# JBL ES150P Powered Subwoofer Review Discussion Thread



## AudiocRaver (Jun 6, 2012)

*by Wayne Myers*

*Price Each: $449.00 retail, $169.99 street.*


*Introduction*

Several months ago I undertook the construction of a pair of LXmini speakers from kit. The design, by Sigfried Linkwitz of Linkwitz Lab, had made a splash at audio shows and I had been impressed by their capability as a small and economical reference speaker. With the sponsorship of Linkwitz Lab (plans), Madisound (kit), and miniDSP (DSP), the LXmini pair was completed.


*Link to JBL ES150P Web Page.*


*Go to the JBL ES150P Review.*​


----------



## willis7469 (Jan 31, 2014)

When I first saw a subwoofer review by AudiocRaver, I thought, Hey! You better untie Jman and let him outta the basement. Lol
Nice job Wayne. Sounds like you got exactly what you were looking for. Good read too. 


Sent from my iPhone using Tapatalk


----------



## AudiocRaver (Jun 6, 2012)

Thanks.

I made sure it was OK with Jim. Of course nobody does a sub review like Jim.


----------



## theJman (Mar 3, 2012)

:foottap:

:neener:

I actually had the ES250 on my list, but I just never got around to contacting JBL. I'm glad one of us had a chance to try something from the same product line. With that type of street price it seems like a nice budget subwoofer.


----------



## lovinthehd (Mar 17, 2012)

Isn't this the model that had quite a few reports of amp issues? Or was that the 250 that had more?


----------



## willis7469 (Jan 31, 2014)

lovinthehd said:


> Isn't this the model that had quite a few reports of amp issues? Or was that the 250 that had more?



I've heard of quite a few. Including my own PB12 a long time ago. Could be coincidental, but my friend also had an older one(can't think of which one) give up the ghost for no apparent reason. 

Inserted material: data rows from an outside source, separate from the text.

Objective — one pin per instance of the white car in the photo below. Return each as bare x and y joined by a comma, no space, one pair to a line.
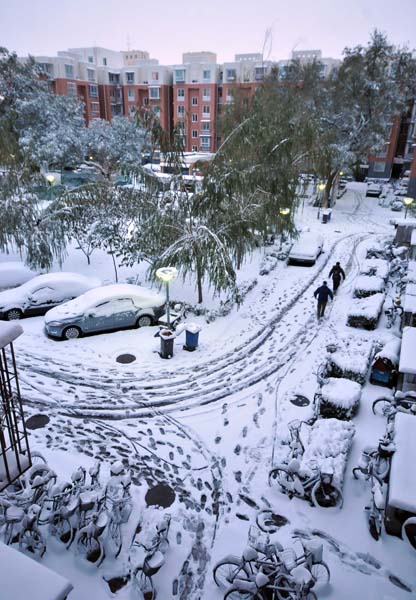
306,249
14,273
38,295
106,308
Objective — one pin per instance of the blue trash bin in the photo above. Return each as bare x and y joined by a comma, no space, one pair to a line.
192,337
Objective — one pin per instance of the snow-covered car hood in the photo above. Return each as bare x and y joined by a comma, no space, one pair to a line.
142,298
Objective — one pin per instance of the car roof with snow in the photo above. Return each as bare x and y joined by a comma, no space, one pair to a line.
402,483
106,293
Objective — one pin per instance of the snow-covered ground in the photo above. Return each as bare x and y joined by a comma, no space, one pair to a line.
210,424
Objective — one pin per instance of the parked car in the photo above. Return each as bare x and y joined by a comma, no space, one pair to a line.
14,273
106,308
374,190
306,249
38,295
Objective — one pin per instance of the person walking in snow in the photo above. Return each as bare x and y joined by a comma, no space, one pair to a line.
323,293
336,273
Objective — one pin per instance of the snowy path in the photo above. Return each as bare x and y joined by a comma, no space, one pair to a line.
208,424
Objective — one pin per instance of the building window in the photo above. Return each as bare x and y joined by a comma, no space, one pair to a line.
259,73
379,167
231,74
154,93
205,142
179,75
114,78
69,71
71,88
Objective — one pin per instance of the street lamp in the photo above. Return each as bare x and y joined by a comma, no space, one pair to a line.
283,212
407,202
167,274
50,179
321,187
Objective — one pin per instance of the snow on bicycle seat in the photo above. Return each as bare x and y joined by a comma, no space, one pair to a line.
288,558
301,575
156,561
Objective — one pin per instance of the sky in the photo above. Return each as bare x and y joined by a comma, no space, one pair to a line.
168,28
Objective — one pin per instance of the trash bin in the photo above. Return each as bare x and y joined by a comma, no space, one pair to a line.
192,336
166,343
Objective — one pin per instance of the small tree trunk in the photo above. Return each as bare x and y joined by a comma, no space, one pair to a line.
199,281
328,187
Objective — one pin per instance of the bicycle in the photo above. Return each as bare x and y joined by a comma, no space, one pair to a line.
30,537
387,406
284,587
318,487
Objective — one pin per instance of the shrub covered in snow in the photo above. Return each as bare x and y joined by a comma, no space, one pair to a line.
340,398
327,444
375,267
367,285
351,365
365,312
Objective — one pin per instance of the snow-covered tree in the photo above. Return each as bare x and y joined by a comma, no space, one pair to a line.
114,146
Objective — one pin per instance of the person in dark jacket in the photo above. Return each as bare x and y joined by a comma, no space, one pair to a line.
323,293
336,273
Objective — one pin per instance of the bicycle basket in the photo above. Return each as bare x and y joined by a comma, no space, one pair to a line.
258,540
316,549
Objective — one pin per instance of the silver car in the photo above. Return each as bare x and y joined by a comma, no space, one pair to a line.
106,308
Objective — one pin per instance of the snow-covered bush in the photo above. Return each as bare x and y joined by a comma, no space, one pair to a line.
367,285
375,266
340,398
351,364
365,312
327,444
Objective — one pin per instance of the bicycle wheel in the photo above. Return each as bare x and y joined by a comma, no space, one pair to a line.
32,541
320,573
326,497
381,407
62,529
282,477
90,548
114,538
228,569
235,594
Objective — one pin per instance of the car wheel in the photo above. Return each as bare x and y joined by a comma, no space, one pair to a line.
144,321
71,333
14,314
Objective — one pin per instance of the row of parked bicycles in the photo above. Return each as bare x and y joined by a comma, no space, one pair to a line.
266,570
83,513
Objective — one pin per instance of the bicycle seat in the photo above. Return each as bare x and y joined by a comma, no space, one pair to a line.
301,575
250,554
288,558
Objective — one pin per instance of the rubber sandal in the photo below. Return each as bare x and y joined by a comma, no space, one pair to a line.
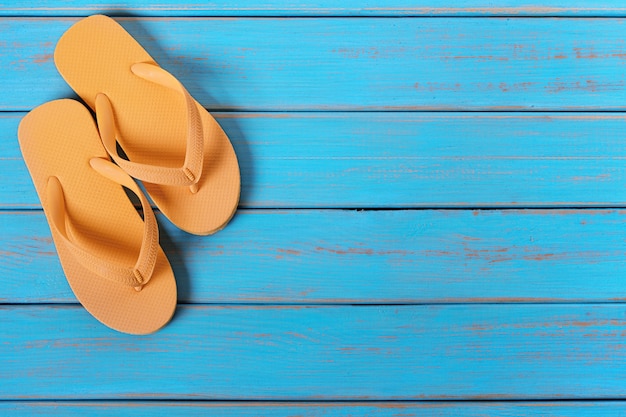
111,258
172,144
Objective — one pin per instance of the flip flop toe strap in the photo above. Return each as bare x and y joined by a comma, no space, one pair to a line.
187,175
135,276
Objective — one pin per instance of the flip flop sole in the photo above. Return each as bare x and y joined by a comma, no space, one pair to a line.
95,56
58,139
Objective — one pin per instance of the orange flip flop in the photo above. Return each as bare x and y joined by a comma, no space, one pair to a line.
172,144
111,258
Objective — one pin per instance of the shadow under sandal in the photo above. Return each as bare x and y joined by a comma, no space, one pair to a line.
110,256
172,144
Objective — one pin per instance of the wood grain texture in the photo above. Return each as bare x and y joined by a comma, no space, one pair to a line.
316,8
343,160
296,256
352,64
312,409
310,353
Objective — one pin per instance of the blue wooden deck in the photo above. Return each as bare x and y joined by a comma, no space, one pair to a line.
432,221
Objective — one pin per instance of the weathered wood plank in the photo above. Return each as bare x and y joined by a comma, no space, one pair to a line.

Sent from my iPhone using Tapatalk


----------



## lcaillo (May 2, 2006)

The PB12 definitely was one that had lots of issues. I have not heard of anything similar in recent models.


----------



## lovinthehd (Mar 17, 2012)

Went looking and see more than what I consider an acceptable number of reports of issues with the amp with both the 150 and 250 models. Hopefully OP doesn't have any....


----------



## lcaillo (May 2, 2006)

What do you consider unacceptable and compared to what? I am loathe to defend JBL considering the dismal reliability and lack of parts for the earlier subs, but you have to also consider that JBL likely sells lots of units, so there will be relatively more complaints.


----------



## lovinthehd (Mar 17, 2012)

lcaillo said:


> What do you consider unacceptable and compared to what? I am loathe to defend JBL considering the dismal reliability and lack of parts for the earlier subs, but you have to also consider that JBL likely sells lots of units, so there will be relatively more complaints.


Yes, they can weather such better than someone like Epik or eD did with amp failures and I fully understand unhappy people complain more than happy people make nice reports, too. JBL simply doesn't put a lot into their lower end non-pro lineup of goods these days from what I can see, either. 

While I don't often put a lot of stock into Amazon reviews, the percentage of amp problems reported was pretty high, plus what I've seen on several forums. If you get a good enough deal it may be worth the risk I suppose. People may have been overdriving them is a possibility, too so perhaps that is a factor.


----------



## Savjac (Apr 17, 2008)

Thank You for the review Wayne and I am glad they make you happy.

On a separate note, I tried putting tile and wood under my subs only to find that it did not seem to help. I am working on raising them off the floor a bit to see what happens in my room. In my friends room, he says it sounds better, I heard it but am no so sure. Just a thought in you long list of "Things"

Again thanks


----------



## willis7469 (Jan 31, 2014)

lcaillo said:


> The PB12 definitely was one that had lots of issues. I have not heard of anything similar in recent models.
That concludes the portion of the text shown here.